$\mathcal{A}LLM4ADD$: Unlocking the Capabilities of Audio Large Language Models for Audio Deepfake Detection

Published 16 May 2025 in cs.SD, cs.CL, and eess.AS | (2505.11079v1)

Abstract: Audio deepfake detection (ADD) has grown increasingly important due to the rise of high-fidelity audio generative models and their potential for misuse. Given that audio LLMs (ALLMs) have made significant progress in various audio processing tasks, a heuristic question arises: Can ALLMs be leveraged to solve ADD?. In this paper, we first conduct a comprehensive zero-shot evaluation of ALLMs on ADD, revealing their ineffectiveness in detecting fake audio.
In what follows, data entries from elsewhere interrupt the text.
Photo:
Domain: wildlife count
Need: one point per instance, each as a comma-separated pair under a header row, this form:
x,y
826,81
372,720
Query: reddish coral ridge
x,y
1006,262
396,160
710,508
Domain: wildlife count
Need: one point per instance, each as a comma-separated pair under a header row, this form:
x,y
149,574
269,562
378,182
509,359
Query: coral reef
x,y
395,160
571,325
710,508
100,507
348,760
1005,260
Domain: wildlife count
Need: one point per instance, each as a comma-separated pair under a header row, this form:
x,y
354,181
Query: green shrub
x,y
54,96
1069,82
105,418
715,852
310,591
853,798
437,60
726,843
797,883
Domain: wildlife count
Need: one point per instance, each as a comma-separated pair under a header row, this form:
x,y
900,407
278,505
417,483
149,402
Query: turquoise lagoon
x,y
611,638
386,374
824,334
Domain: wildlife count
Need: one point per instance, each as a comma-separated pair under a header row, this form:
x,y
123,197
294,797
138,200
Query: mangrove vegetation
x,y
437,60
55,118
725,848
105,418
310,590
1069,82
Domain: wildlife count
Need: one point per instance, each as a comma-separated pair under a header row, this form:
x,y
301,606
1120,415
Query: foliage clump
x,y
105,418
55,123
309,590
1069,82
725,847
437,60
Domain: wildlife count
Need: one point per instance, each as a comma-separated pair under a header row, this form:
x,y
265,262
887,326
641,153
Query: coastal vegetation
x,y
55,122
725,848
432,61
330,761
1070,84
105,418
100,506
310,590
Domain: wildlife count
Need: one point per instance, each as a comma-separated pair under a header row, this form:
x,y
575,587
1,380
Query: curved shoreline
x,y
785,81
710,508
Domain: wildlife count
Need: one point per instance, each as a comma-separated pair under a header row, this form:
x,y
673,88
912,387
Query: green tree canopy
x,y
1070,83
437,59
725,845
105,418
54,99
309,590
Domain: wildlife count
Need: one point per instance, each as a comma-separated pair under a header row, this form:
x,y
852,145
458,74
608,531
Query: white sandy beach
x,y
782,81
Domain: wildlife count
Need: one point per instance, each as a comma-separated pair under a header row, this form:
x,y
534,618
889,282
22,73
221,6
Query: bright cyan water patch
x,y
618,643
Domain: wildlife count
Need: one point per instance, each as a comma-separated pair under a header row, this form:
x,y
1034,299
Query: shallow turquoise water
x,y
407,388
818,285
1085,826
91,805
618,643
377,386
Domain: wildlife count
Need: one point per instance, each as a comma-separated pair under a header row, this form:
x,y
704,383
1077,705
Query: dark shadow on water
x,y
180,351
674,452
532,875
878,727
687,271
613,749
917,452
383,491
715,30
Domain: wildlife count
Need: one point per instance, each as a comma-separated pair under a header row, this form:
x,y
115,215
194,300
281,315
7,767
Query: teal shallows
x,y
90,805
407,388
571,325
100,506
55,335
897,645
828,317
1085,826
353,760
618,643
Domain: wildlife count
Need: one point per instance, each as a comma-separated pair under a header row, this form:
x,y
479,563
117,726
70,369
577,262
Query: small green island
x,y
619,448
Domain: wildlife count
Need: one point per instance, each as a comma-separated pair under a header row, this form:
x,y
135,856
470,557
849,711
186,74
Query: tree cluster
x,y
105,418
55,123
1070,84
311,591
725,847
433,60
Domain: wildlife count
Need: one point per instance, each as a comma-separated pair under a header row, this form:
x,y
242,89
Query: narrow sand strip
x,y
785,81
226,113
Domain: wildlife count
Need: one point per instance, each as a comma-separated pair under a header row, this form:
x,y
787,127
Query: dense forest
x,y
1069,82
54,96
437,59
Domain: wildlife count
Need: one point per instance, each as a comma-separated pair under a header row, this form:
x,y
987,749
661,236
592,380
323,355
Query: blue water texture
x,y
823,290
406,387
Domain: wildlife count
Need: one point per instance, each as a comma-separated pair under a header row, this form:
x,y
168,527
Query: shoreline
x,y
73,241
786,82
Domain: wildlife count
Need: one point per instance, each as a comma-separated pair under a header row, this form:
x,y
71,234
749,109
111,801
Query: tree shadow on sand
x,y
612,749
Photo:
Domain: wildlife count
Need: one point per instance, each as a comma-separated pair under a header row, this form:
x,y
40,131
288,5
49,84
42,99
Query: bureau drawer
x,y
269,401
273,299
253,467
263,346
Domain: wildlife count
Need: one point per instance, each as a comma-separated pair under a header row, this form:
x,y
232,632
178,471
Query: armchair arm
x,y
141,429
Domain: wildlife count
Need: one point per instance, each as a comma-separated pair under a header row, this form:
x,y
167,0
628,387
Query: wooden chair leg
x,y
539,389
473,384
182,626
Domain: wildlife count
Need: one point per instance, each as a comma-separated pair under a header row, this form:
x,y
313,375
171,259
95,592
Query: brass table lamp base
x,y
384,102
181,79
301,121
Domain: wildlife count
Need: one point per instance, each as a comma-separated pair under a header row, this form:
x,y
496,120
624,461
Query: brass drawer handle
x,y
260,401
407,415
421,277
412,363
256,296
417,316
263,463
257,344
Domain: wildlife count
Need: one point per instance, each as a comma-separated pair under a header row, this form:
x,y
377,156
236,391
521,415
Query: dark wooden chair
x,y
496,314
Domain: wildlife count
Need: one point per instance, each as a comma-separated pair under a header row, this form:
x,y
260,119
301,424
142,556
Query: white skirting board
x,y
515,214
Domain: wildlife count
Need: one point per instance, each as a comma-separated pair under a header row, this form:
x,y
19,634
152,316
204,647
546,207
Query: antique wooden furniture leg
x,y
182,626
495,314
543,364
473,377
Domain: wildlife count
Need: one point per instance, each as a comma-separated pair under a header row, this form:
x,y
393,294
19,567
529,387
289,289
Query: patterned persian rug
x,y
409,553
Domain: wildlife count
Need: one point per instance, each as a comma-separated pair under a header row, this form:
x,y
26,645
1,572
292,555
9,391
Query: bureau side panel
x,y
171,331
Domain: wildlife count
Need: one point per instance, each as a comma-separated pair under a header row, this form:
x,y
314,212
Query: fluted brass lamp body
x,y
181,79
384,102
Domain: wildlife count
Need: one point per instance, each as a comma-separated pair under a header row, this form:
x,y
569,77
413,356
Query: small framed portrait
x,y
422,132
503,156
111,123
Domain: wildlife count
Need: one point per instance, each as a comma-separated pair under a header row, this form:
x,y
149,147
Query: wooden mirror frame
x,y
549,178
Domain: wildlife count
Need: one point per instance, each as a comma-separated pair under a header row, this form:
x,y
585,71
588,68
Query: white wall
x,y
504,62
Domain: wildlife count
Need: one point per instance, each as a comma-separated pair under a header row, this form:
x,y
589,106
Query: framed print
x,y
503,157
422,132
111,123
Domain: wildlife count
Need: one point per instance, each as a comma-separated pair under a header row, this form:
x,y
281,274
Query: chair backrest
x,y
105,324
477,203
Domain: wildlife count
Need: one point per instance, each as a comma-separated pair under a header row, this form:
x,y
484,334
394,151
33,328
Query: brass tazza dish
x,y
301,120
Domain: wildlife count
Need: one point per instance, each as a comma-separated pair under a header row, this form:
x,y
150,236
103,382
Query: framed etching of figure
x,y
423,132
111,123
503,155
To enhance their performance, we propose $\mathcal{A}LLM4ADD$, an ALLM-driven framework for ADD. Specifically, we reformulate ADD task as an audio question answering problem, prompting the model with the question: "Is this audio fake or real?". We then perform supervised fine-tuning to enable the ALLM to assess the authenticity of query audio. Extensive experiments are conducted to demonstrate that our ALLM-based method can achieve superior performance in fake audio detection, particularly in data-scarce scenarios. As a pioneering study, we anticipate that this work will inspire the research community to leverage ALLMs to develop more effective ADD systems.